Abstract

We read with great interest the article by Feng et al 2 titled “Metformin Reduces the Incidence of Shoulder Stiffness After Arthroscopic Rotator Cuff Repair: A Randomized, Double-Blinded, Placebo-Controlled Trial”. Their finding of a significantly lower 3-month postoperative stiffness incidence with metformin (11% vs 27%) is promising. We applaud the authors’ efforts to translate an antifibrotic strategy into clinical practice. We appreciate the authors’ contribution, but we would like to raise several points for discussion.
First, it is unclear whether the analysis fully adhered to an intention-to-treat (ITT) principle. The trial enrolled 146 patients, yet outcomes were only reported for 126 completers (approximately 14% loss to follow-up). The authors did not detail how missing data were handled or whether any imputation or sensitivity analyses were performed for the 20 patients lost. ITT analysis dictates that all randomized patients be analyzed in their assigned groups, regardless of protocol deviations or dropout, to avoid attrition bias. 1 In contrast, excluding patients with no outcome data (a per-protocol approach) can introduce bias if those patients differ systematically from completers. We encourage the authors to clarify whether and how the 20 missing outcomes were accounted for. Clear accounting for losses to follow-up and use of appropriate methods would strengthen confidence that the reported treatment effect is not overstated by attrition.
Second, we wonder whether certain perioperative variables might have influenced stiffness outcomes and should be reported or controlled for. The authors describe a standardized surgical technique for rotator cuff repair, but it is not stated whether adjunct procedures (eg, biceps tenodesis or acromioplasty) were performed in some patients. Such procedures may affect postoperative shoulder motion.4,6 We acknowledge that randomization tends to balance known and unknown factors between groups. However, explicit reporting and adjustment for key perioperative variables would further strengthen the interpretation of the observed treatment effect.
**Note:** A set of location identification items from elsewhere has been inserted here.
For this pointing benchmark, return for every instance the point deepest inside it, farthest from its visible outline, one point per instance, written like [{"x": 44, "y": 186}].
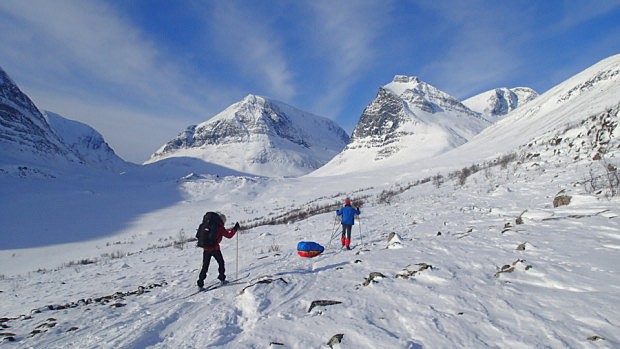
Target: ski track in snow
[{"x": 563, "y": 287}]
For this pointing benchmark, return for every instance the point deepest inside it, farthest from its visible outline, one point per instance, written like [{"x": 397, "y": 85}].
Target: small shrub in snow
[{"x": 561, "y": 200}]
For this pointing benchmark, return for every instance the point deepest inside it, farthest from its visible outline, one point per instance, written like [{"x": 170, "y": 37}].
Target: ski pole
[
  {"x": 334, "y": 232},
  {"x": 361, "y": 240},
  {"x": 237, "y": 264}
]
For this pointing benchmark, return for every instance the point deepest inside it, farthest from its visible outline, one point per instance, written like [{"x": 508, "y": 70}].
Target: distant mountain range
[
  {"x": 260, "y": 136},
  {"x": 407, "y": 121},
  {"x": 498, "y": 102}
]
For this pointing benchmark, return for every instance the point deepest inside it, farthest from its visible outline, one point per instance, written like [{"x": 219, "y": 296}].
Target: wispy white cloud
[
  {"x": 481, "y": 43},
  {"x": 345, "y": 33},
  {"x": 256, "y": 48},
  {"x": 72, "y": 54}
]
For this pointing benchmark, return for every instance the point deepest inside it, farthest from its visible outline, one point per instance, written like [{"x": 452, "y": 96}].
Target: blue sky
[{"x": 141, "y": 71}]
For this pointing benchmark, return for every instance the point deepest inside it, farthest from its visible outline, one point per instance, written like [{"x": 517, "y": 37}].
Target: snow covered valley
[{"x": 478, "y": 259}]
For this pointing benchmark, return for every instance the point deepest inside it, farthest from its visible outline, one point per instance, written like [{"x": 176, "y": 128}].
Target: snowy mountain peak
[
  {"x": 85, "y": 142},
  {"x": 408, "y": 120},
  {"x": 500, "y": 101},
  {"x": 424, "y": 96},
  {"x": 260, "y": 136},
  {"x": 26, "y": 136}
]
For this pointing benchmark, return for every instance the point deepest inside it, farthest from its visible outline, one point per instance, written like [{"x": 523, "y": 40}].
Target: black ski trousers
[
  {"x": 346, "y": 231},
  {"x": 206, "y": 260}
]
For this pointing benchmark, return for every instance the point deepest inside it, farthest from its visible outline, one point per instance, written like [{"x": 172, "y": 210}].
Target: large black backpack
[{"x": 207, "y": 230}]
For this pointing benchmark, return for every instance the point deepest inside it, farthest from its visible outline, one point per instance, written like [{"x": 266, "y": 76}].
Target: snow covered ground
[
  {"x": 459, "y": 273},
  {"x": 511, "y": 241}
]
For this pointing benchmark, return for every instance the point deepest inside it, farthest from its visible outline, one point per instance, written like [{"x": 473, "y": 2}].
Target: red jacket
[{"x": 221, "y": 232}]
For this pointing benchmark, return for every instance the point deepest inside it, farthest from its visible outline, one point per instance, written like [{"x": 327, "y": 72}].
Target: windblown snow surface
[{"x": 480, "y": 255}]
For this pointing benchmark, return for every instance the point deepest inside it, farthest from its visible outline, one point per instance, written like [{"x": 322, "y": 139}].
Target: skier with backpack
[
  {"x": 348, "y": 219},
  {"x": 210, "y": 233}
]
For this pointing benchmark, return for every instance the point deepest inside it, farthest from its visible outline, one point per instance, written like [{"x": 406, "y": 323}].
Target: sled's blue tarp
[{"x": 309, "y": 249}]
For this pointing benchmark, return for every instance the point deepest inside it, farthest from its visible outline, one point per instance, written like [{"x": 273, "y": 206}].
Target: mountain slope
[
  {"x": 85, "y": 142},
  {"x": 26, "y": 137},
  {"x": 498, "y": 102},
  {"x": 408, "y": 120},
  {"x": 260, "y": 136},
  {"x": 588, "y": 93}
]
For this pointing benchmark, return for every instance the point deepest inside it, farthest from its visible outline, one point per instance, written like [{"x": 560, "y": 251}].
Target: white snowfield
[{"x": 481, "y": 256}]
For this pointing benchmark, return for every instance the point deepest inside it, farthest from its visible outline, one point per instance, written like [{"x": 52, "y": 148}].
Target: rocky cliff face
[
  {"x": 413, "y": 117},
  {"x": 26, "y": 136},
  {"x": 260, "y": 136},
  {"x": 498, "y": 102}
]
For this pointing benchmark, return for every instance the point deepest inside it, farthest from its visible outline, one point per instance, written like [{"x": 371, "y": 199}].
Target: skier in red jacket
[{"x": 216, "y": 221}]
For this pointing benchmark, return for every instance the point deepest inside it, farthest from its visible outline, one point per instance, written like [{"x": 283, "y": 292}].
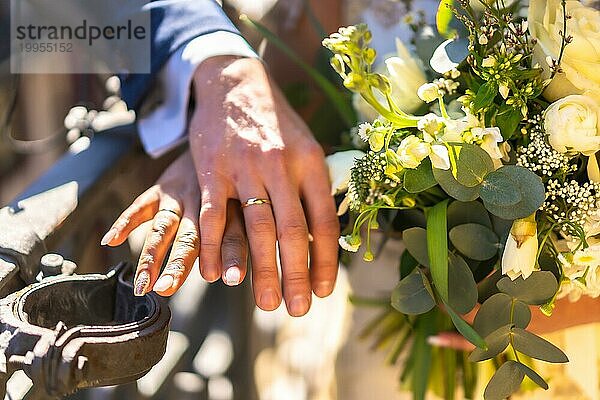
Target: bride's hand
[{"x": 173, "y": 205}]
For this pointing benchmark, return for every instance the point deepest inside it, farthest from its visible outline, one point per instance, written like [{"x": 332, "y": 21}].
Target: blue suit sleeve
[{"x": 173, "y": 23}]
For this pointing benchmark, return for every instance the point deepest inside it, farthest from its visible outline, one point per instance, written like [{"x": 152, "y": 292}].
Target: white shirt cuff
[{"x": 165, "y": 127}]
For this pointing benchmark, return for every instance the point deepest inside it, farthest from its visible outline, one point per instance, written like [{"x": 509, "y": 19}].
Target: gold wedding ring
[
  {"x": 254, "y": 201},
  {"x": 171, "y": 211}
]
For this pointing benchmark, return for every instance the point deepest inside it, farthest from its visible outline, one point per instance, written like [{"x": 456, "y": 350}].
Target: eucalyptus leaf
[
  {"x": 495, "y": 313},
  {"x": 419, "y": 179},
  {"x": 472, "y": 164},
  {"x": 466, "y": 330},
  {"x": 535, "y": 290},
  {"x": 497, "y": 342},
  {"x": 415, "y": 240},
  {"x": 437, "y": 247},
  {"x": 453, "y": 188},
  {"x": 536, "y": 347},
  {"x": 475, "y": 241},
  {"x": 505, "y": 381},
  {"x": 469, "y": 212},
  {"x": 407, "y": 264},
  {"x": 485, "y": 95},
  {"x": 413, "y": 294},
  {"x": 501, "y": 188},
  {"x": 462, "y": 289},
  {"x": 534, "y": 376},
  {"x": 449, "y": 55}
]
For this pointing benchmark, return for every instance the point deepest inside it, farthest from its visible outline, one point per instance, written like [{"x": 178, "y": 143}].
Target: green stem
[
  {"x": 563, "y": 44},
  {"x": 399, "y": 120}
]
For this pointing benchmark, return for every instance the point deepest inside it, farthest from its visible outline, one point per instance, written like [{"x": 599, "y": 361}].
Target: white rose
[
  {"x": 340, "y": 165},
  {"x": 573, "y": 125},
  {"x": 406, "y": 75},
  {"x": 581, "y": 57}
]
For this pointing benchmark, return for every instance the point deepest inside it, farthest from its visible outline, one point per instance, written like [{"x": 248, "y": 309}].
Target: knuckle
[
  {"x": 209, "y": 246},
  {"x": 176, "y": 266},
  {"x": 314, "y": 151},
  {"x": 261, "y": 225},
  {"x": 265, "y": 273},
  {"x": 188, "y": 241},
  {"x": 296, "y": 278},
  {"x": 327, "y": 227},
  {"x": 161, "y": 225},
  {"x": 234, "y": 240},
  {"x": 293, "y": 231},
  {"x": 147, "y": 258},
  {"x": 276, "y": 157},
  {"x": 211, "y": 213}
]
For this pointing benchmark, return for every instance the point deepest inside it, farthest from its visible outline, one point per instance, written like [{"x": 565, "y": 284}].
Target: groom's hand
[{"x": 246, "y": 143}]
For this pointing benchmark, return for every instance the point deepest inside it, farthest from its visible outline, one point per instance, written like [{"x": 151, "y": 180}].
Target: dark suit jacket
[{"x": 174, "y": 23}]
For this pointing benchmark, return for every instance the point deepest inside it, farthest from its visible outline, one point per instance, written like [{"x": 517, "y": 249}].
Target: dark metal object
[{"x": 72, "y": 332}]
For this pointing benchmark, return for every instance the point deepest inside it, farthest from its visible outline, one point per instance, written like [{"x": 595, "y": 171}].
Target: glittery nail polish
[{"x": 142, "y": 281}]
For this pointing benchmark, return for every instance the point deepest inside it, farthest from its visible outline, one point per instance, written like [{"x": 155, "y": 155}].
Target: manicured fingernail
[
  {"x": 232, "y": 276},
  {"x": 324, "y": 288},
  {"x": 269, "y": 299},
  {"x": 299, "y": 306},
  {"x": 141, "y": 283},
  {"x": 109, "y": 236},
  {"x": 165, "y": 282}
]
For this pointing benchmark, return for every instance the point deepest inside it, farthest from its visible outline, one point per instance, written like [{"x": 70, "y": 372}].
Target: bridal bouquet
[{"x": 495, "y": 186}]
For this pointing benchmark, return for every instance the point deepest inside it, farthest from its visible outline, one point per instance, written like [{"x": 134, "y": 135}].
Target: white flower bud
[{"x": 429, "y": 92}]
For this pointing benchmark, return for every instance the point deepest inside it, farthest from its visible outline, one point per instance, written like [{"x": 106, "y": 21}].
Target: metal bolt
[{"x": 51, "y": 264}]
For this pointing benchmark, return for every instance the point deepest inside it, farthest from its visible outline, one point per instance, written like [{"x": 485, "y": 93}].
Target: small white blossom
[
  {"x": 364, "y": 131},
  {"x": 412, "y": 151},
  {"x": 349, "y": 243},
  {"x": 429, "y": 92},
  {"x": 431, "y": 124},
  {"x": 439, "y": 157},
  {"x": 488, "y": 62}
]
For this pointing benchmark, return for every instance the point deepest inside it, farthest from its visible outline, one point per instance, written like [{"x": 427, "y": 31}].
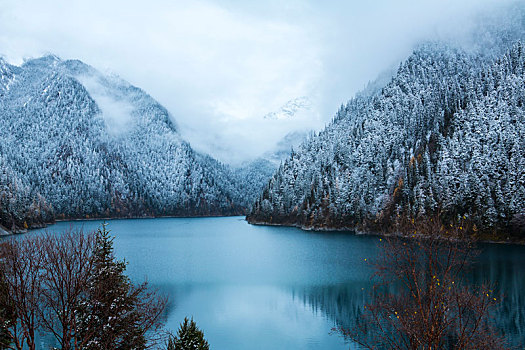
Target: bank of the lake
[{"x": 271, "y": 287}]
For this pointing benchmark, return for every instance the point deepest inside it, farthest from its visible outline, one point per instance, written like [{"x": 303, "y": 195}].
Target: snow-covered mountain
[
  {"x": 447, "y": 134},
  {"x": 290, "y": 109},
  {"x": 76, "y": 143}
]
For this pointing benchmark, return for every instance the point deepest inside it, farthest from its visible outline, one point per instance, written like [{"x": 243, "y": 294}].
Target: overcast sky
[{"x": 220, "y": 66}]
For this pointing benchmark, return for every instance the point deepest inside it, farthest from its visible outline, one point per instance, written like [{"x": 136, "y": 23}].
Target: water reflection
[{"x": 253, "y": 287}]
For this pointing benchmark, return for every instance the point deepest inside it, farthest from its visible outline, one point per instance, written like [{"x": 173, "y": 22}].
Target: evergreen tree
[{"x": 189, "y": 337}]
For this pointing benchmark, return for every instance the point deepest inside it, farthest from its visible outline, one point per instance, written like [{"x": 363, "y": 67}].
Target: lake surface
[{"x": 268, "y": 287}]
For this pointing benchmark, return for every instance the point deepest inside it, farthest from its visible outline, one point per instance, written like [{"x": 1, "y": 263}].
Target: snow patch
[{"x": 117, "y": 112}]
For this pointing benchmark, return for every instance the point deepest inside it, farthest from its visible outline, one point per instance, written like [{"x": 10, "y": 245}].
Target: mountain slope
[
  {"x": 446, "y": 134},
  {"x": 76, "y": 143}
]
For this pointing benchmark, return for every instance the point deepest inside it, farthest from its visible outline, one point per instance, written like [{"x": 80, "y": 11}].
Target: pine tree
[
  {"x": 116, "y": 314},
  {"x": 189, "y": 337}
]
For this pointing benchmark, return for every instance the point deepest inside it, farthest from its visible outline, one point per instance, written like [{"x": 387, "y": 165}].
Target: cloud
[{"x": 220, "y": 66}]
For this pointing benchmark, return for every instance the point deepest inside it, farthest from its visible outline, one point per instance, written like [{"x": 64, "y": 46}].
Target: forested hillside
[
  {"x": 446, "y": 134},
  {"x": 75, "y": 143}
]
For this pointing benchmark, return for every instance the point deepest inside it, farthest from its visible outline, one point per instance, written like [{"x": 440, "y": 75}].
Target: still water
[{"x": 259, "y": 287}]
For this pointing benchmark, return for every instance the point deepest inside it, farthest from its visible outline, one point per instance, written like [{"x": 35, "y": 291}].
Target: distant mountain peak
[{"x": 290, "y": 109}]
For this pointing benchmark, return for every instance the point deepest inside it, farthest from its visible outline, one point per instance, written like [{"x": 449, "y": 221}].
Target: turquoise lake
[{"x": 268, "y": 287}]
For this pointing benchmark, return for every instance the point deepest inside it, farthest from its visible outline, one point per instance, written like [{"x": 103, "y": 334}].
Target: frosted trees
[{"x": 452, "y": 122}]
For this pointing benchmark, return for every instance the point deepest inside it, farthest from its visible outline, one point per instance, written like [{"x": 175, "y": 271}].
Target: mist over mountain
[{"x": 75, "y": 143}]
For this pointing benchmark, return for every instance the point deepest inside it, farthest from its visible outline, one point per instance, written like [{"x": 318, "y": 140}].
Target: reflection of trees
[
  {"x": 503, "y": 266},
  {"x": 343, "y": 304}
]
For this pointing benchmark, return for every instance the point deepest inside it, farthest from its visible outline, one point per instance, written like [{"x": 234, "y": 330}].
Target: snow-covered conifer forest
[
  {"x": 75, "y": 143},
  {"x": 446, "y": 134}
]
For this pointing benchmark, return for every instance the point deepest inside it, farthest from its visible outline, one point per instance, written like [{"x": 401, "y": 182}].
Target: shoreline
[{"x": 359, "y": 232}]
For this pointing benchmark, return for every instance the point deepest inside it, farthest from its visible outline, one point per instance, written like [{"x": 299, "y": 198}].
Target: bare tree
[
  {"x": 422, "y": 299},
  {"x": 71, "y": 287},
  {"x": 67, "y": 266},
  {"x": 20, "y": 263},
  {"x": 116, "y": 313}
]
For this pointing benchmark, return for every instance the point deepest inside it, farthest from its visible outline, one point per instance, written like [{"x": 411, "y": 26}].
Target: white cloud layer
[{"x": 220, "y": 66}]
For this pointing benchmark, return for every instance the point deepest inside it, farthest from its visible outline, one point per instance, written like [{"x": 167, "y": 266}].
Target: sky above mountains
[{"x": 221, "y": 66}]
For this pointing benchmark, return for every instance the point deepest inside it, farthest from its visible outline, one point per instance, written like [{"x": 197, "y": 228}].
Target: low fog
[{"x": 221, "y": 66}]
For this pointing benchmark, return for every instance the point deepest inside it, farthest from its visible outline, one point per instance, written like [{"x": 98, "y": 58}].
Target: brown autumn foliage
[
  {"x": 47, "y": 279},
  {"x": 422, "y": 299}
]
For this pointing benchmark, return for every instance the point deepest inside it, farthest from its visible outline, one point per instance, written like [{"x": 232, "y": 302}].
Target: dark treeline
[
  {"x": 447, "y": 135},
  {"x": 72, "y": 288}
]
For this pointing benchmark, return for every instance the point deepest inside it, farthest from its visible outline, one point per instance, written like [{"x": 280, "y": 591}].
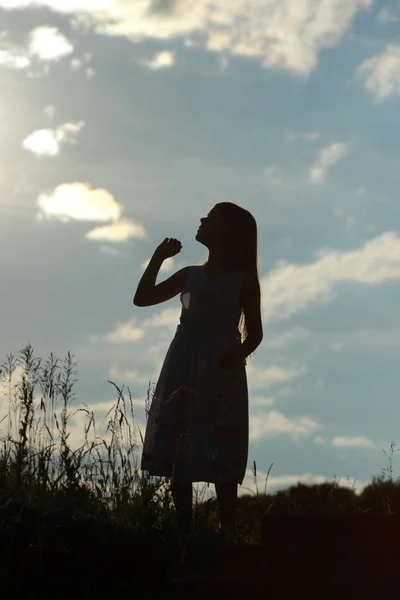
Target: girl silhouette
[{"x": 197, "y": 425}]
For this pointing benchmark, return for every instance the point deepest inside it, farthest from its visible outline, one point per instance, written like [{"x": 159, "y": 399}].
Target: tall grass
[{"x": 52, "y": 495}]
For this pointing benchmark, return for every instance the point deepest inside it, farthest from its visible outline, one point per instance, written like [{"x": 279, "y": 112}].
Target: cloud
[
  {"x": 122, "y": 230},
  {"x": 274, "y": 423},
  {"x": 161, "y": 60},
  {"x": 290, "y": 288},
  {"x": 282, "y": 34},
  {"x": 286, "y": 338},
  {"x": 327, "y": 157},
  {"x": 303, "y": 136},
  {"x": 123, "y": 332},
  {"x": 49, "y": 111},
  {"x": 121, "y": 377},
  {"x": 78, "y": 201},
  {"x": 381, "y": 73},
  {"x": 45, "y": 44},
  {"x": 280, "y": 482},
  {"x": 385, "y": 16},
  {"x": 13, "y": 59},
  {"x": 48, "y": 142},
  {"x": 273, "y": 375},
  {"x": 352, "y": 442},
  {"x": 48, "y": 43}
]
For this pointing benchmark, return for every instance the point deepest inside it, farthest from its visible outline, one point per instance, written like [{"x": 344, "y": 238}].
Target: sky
[{"x": 123, "y": 123}]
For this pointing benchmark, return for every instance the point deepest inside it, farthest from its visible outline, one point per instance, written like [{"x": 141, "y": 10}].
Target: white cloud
[
  {"x": 121, "y": 377},
  {"x": 273, "y": 375},
  {"x": 280, "y": 482},
  {"x": 304, "y": 136},
  {"x": 49, "y": 112},
  {"x": 48, "y": 142},
  {"x": 80, "y": 202},
  {"x": 14, "y": 60},
  {"x": 381, "y": 73},
  {"x": 351, "y": 442},
  {"x": 386, "y": 16},
  {"x": 327, "y": 157},
  {"x": 45, "y": 45},
  {"x": 290, "y": 288},
  {"x": 261, "y": 401},
  {"x": 120, "y": 231},
  {"x": 319, "y": 440},
  {"x": 281, "y": 33},
  {"x": 273, "y": 423},
  {"x": 123, "y": 332},
  {"x": 161, "y": 60},
  {"x": 110, "y": 250},
  {"x": 286, "y": 338},
  {"x": 48, "y": 43}
]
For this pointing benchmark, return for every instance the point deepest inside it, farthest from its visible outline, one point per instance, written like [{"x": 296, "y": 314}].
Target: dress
[{"x": 198, "y": 421}]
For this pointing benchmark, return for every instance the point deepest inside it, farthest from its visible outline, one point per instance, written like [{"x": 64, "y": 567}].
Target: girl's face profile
[{"x": 212, "y": 225}]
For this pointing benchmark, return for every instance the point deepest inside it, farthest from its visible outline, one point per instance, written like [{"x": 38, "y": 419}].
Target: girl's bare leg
[
  {"x": 182, "y": 495},
  {"x": 227, "y": 500}
]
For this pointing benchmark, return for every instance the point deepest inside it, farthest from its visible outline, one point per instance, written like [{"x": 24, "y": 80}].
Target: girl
[{"x": 197, "y": 426}]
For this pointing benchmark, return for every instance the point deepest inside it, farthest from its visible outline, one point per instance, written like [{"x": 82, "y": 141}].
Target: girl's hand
[
  {"x": 230, "y": 361},
  {"x": 168, "y": 248}
]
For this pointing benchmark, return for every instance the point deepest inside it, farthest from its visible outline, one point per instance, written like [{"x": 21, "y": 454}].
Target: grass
[{"x": 89, "y": 515}]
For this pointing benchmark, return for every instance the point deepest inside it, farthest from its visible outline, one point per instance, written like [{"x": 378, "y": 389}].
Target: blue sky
[{"x": 123, "y": 123}]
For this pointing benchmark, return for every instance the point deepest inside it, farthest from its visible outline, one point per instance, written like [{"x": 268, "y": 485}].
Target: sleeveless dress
[{"x": 197, "y": 424}]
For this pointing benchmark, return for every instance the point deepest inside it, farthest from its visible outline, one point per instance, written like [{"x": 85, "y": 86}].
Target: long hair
[{"x": 242, "y": 247}]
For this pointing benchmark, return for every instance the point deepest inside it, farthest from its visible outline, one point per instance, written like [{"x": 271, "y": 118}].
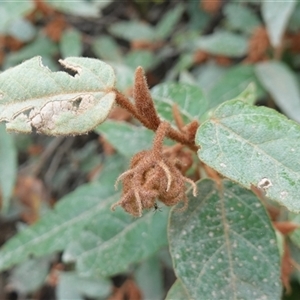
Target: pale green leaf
[
  {"x": 276, "y": 16},
  {"x": 149, "y": 278},
  {"x": 8, "y": 167},
  {"x": 73, "y": 287},
  {"x": 125, "y": 138},
  {"x": 177, "y": 291},
  {"x": 224, "y": 43},
  {"x": 282, "y": 84},
  {"x": 208, "y": 74},
  {"x": 254, "y": 146},
  {"x": 189, "y": 99},
  {"x": 165, "y": 26},
  {"x": 231, "y": 84},
  {"x": 249, "y": 95},
  {"x": 132, "y": 30},
  {"x": 70, "y": 43},
  {"x": 38, "y": 268},
  {"x": 41, "y": 46},
  {"x": 56, "y": 103},
  {"x": 295, "y": 235},
  {"x": 115, "y": 243},
  {"x": 143, "y": 58},
  {"x": 59, "y": 227},
  {"x": 224, "y": 246},
  {"x": 294, "y": 22},
  {"x": 125, "y": 76}
]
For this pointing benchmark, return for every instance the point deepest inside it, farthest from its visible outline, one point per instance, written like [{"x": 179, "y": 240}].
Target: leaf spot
[
  {"x": 283, "y": 194},
  {"x": 264, "y": 183}
]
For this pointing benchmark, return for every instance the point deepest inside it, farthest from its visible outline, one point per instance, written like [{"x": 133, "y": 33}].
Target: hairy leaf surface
[
  {"x": 224, "y": 246},
  {"x": 59, "y": 227},
  {"x": 115, "y": 241},
  {"x": 254, "y": 146},
  {"x": 282, "y": 84},
  {"x": 8, "y": 167},
  {"x": 56, "y": 103}
]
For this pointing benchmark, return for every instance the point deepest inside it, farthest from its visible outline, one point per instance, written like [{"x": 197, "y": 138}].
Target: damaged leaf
[
  {"x": 254, "y": 146},
  {"x": 56, "y": 103}
]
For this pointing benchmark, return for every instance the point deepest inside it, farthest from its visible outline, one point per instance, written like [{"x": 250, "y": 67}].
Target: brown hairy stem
[{"x": 172, "y": 133}]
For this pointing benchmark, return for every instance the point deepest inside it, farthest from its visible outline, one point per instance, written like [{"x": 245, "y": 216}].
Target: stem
[{"x": 172, "y": 133}]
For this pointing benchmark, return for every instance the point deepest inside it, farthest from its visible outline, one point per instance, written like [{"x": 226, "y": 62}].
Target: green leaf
[
  {"x": 208, "y": 74},
  {"x": 38, "y": 268},
  {"x": 56, "y": 103},
  {"x": 189, "y": 98},
  {"x": 115, "y": 243},
  {"x": 106, "y": 48},
  {"x": 125, "y": 76},
  {"x": 249, "y": 95},
  {"x": 295, "y": 235},
  {"x": 125, "y": 138},
  {"x": 254, "y": 146},
  {"x": 166, "y": 25},
  {"x": 73, "y": 287},
  {"x": 59, "y": 227},
  {"x": 224, "y": 43},
  {"x": 224, "y": 246},
  {"x": 282, "y": 84},
  {"x": 132, "y": 31},
  {"x": 41, "y": 46},
  {"x": 276, "y": 17},
  {"x": 177, "y": 291},
  {"x": 241, "y": 17},
  {"x": 8, "y": 167},
  {"x": 149, "y": 278},
  {"x": 232, "y": 84},
  {"x": 70, "y": 43}
]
Third, the study’s use of plasma fibrotic biomarkers to explore the mechanism provides an interesting context, but we urge caution in interpreting these as direct evidence of local shoulder effects. While circulating transforming growth factor-beta and inflammatory cytokines are indeed implicated in fibrosis, their systemic levels may not reflect the microenvironment of the glenohumeral joint capsule. Histopathologic studies of idiopathic adhesive capsulitis (frozen shoulder) demonstrate an inflammatory/fibrotic cascade localized within the joint capsule, with high levels of cytokines such as interleukin-1 beta and tumor necrosis factor alpha driving synovitis and collagen deposition in capsular tissue. 3 In a recent study, specific circulating cytokines associated with shoulder contracture were difficult to pinpoint, underscoring the complex and compartmentalized nature of this pathology. 5 Therefore, we thought that the plasma biomarker differences, while intriguing, should be viewed as hypothesis-generating rather than confirmatory proof of mechanism. Furthermore, multiple biomarkers were assayed, and it is unclear whether adjustments for multiple comparisons were applied. Testing numerous plasma proteins raises the risk of false-positive results if each is evaluated at P < .05 without controlling the family-wise error rate.
Again, we sincerely thank the authors for their contributions.
Footnotes
The authors declared that they have no conflicts of interest in the authorship and publication of this contribution. AOSSM checks author disclosures against the Open Payments Database (OPD). AOSSM has not conducted an independent investigation on the OPD and disclaims any liability or responsibility relating thereto.